Au terme de ses conclusions, notifiées le 25 octobre 2024 par voie élecronique, l'UNEDIC (Délégation AGS CGEA d'[Localité 7]) demande à la cour :
- à titre principal, confirmer le jugement rendu le 15 avril 2024 par le conseil de prud'hommes de Châlons-en-Champagne en ce qu'il a débouté l'appelant de l'ensemble de ses demandes, fins et prétentions et l'a condamné aux entiers dépens ;
- à titre subsidiaire, dire que le CGEA ne sera tenu à garantie des sommes auxquelles l'employeur pourrait être condamné que dans les limites, conditions et modalités prévues par les articles L 3253-6 et suivants du code du travail ;
- dire notamment que la garantie du CGEA ne pourra s'appliquer sur les indemnités de rupture, l'article 700 du CPC.
Motifs de la décision:
1) Sur l'existence d'un contrat de travail:
Moyens des parties:
Me [D] [A], ès qualités, soutient que M. [F] [B] a été le président et l'unique associé de la société HOTEL DE LA CLOCHE SP de sa création le 19 février 2018 au 15 février 2022, date de sa démission du mandat de président et qu'il ne rapporte pas la preuve d'un cumul entre le contrat de travail et le mandat social au cours de cette période.

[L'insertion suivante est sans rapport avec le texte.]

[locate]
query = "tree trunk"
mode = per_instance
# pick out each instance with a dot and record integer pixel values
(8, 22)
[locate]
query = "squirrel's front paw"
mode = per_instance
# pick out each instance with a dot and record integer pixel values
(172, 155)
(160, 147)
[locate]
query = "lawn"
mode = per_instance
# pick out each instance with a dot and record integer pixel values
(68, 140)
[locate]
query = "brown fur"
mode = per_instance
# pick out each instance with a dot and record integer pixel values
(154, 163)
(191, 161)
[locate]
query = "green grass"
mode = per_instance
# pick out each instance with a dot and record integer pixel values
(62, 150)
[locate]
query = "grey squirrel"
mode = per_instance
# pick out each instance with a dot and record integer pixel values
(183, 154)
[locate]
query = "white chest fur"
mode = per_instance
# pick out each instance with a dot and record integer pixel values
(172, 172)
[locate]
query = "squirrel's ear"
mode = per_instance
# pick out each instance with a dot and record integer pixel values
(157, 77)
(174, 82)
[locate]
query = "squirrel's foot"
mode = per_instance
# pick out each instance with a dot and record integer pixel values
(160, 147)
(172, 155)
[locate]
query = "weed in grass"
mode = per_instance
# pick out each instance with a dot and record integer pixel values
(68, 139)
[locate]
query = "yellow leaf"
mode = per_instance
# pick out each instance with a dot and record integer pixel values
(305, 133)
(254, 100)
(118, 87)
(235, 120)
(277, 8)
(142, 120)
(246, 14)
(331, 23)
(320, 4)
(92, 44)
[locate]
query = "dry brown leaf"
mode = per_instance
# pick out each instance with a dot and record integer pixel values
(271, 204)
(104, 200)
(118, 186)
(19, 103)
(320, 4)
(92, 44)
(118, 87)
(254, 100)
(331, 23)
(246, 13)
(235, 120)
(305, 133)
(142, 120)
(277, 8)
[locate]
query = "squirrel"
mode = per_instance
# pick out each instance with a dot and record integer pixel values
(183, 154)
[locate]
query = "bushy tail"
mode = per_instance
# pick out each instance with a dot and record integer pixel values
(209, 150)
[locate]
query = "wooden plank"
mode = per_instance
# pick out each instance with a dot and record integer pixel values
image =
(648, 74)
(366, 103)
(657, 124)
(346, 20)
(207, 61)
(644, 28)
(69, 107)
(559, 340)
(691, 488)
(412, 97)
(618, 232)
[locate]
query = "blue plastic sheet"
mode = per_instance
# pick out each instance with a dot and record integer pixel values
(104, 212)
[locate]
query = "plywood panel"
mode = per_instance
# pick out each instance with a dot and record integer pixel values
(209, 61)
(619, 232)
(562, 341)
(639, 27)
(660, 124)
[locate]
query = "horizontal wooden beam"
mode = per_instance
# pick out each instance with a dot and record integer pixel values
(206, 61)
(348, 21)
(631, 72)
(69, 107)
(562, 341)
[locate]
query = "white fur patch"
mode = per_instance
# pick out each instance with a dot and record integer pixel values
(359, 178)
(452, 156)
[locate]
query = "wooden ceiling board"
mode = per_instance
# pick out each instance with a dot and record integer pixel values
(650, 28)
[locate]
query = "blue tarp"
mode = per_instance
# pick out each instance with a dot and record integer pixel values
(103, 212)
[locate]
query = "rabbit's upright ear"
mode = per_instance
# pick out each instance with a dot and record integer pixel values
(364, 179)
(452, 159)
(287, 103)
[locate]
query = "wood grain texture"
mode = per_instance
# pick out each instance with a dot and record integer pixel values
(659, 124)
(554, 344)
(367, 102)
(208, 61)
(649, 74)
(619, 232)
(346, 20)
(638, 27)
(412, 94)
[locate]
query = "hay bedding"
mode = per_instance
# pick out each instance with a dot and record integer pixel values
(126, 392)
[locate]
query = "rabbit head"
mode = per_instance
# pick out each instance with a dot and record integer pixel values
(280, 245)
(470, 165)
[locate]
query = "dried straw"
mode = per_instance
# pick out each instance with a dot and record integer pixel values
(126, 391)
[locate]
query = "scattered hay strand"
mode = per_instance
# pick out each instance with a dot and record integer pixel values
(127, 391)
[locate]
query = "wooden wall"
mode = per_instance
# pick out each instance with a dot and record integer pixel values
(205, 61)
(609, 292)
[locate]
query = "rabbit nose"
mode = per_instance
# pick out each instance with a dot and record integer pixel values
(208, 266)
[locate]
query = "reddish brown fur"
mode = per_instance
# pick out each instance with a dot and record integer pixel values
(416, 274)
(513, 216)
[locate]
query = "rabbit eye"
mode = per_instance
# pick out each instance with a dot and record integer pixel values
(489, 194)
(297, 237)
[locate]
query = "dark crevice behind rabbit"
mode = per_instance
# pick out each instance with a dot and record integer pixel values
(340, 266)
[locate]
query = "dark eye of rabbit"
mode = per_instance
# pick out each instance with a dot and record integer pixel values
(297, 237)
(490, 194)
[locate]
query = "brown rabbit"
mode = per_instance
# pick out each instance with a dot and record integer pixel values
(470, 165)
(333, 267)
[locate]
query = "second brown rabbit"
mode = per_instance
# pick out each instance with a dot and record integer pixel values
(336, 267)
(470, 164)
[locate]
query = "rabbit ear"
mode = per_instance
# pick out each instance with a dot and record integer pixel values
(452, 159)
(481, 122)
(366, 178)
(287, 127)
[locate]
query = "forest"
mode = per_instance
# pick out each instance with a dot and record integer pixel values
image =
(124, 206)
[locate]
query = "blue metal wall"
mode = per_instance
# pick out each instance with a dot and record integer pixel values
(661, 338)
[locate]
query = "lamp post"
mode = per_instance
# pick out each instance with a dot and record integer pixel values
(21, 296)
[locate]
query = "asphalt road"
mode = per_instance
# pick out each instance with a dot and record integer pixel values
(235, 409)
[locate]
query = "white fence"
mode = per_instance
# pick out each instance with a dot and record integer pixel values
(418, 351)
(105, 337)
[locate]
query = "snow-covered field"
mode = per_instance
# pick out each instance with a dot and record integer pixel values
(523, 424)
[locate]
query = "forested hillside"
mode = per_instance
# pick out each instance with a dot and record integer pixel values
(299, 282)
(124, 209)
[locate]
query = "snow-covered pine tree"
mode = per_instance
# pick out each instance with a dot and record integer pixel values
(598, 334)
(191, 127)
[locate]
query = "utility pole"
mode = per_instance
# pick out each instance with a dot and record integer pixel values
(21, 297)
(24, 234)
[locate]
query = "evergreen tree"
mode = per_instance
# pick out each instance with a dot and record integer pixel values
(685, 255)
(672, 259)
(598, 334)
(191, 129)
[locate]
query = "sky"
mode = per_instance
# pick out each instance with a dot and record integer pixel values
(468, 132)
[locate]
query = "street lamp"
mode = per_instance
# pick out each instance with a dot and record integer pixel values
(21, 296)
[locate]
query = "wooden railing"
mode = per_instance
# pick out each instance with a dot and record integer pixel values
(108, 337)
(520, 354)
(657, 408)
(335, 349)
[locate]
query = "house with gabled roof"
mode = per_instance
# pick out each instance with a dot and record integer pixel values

Le liquidateur estime que M. [F] [B] n'établit pas l'existence de fonctions techniques distinctes ni d'un lien de subordination, puisqu'il a signé le contrat de travail du 1er septembre 2019 en qualité d'employeur et de salarié, qu'il était l'interlocuteur de l'URSSAF pour la déclaration préalable à l'embauche, qu'il signe les contrats de travail des salariés et ceux avec la banque.
Il indique que M. [F] [B] a déjà été concerné par des procédures collectives, qu'il n'ignore pas que le seul créancier susceptible de recevoir un paiement dans une liquidation judiciaire impécunieuse est le salarié grâce à l'intervention de l'AGS et qu'il a bénéficié opportunément d'une forte augmentation de salaire après sa démission du mandat de président de la société.
Le liquidateur expose que le conseil de prud'hommes a constaté l'absence de lien de subordination mais n'a pas tiré les conséquences de sa décision en se déclarant incompétent au profit du tribunal judiciaire.
Quant à la période postérieure au 1er mars 2022, le liquidateur soutient qu'aucune directive n'a été fournie par le nouveau président, qui n'a jamais eu la signature bancaire, que M. [F] [B] ne rend compte de son activité à personne. Il soutient également que l'avenant est entaché de nullité, dès lors qu'il a été conclu au cours de la période suspecte, alors que la société connaissait des difficultés économiques et que la rémunération de M. [F] [B] est disproportionnée et excessive en raison de l'augmentation de 85 % du salaire brut pour des fonctions similaires.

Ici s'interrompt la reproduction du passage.